Nyeri-nyeri-nyeri, moal benang di ubaran! Kajen tutumpuran paeh ge teu panasaran. Mempeng ngora keneh, mempeng urang can batian, pek geura serahkeun, talak tilu sakalian!

Henteu butuh lalaki curaling! Boga rasa asa ieu aing, henteu robah teu eling-eling. Aduh alah ieu, tega teh teuing![9]

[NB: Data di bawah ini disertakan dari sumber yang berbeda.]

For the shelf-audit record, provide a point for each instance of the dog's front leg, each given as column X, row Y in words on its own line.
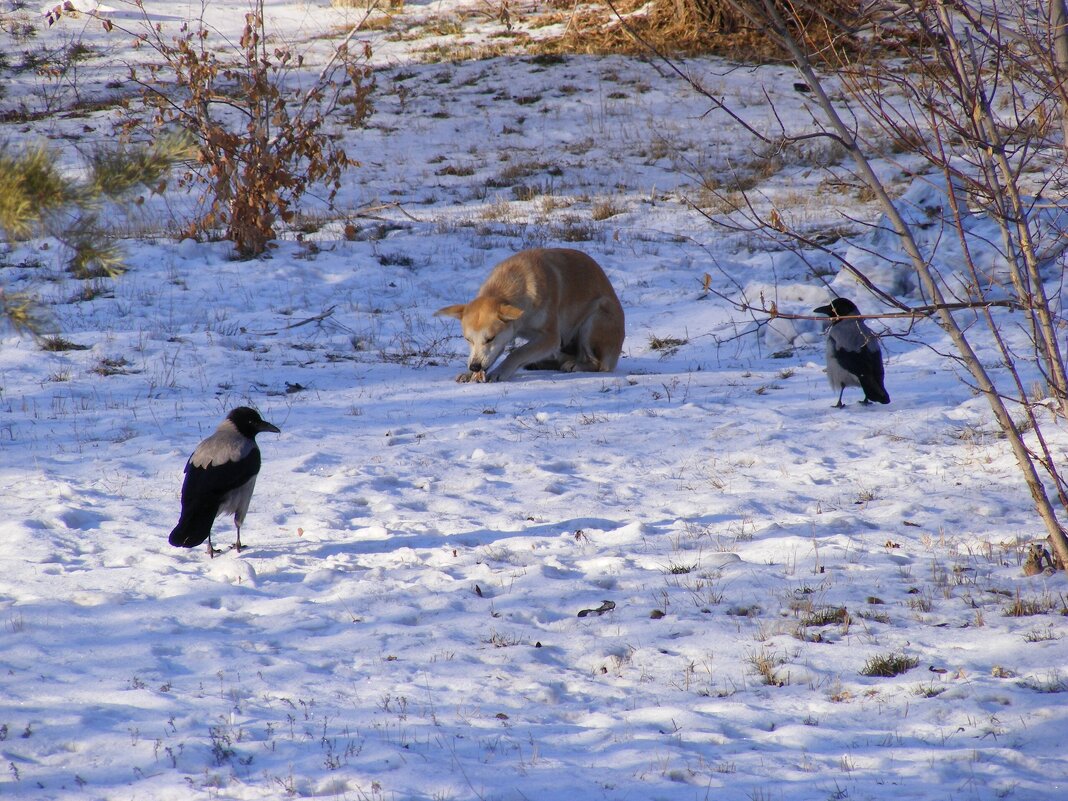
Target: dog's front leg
column 544, row 347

Daffa mengusap dahi dan pipi adiknya yang berkeringat. Ia optimis adiknya lekas sehat.

***

Pintu kamar mandi berderit keras. Daffa menapakkan sebelah kakinya ke atas permukaan kasar karpet, disusul kakinya yang sebelah lagi. Ia merasa sudah lebih segar, meski letih akibat latihan beban sesorean tadi masih merangkul tubuhnya. Dan kini ia siap mengisi perutnya lagi, meski selepas magrib tadi ia sudah ditraktir pelatihnya makan di kantin gelanggang. Selagi mandi tadi sudah dinikmatinya pula harum bumbu yang menelusup masuk lewat ventilasi. Dapur berada tepat di muka pintu kamar mandi.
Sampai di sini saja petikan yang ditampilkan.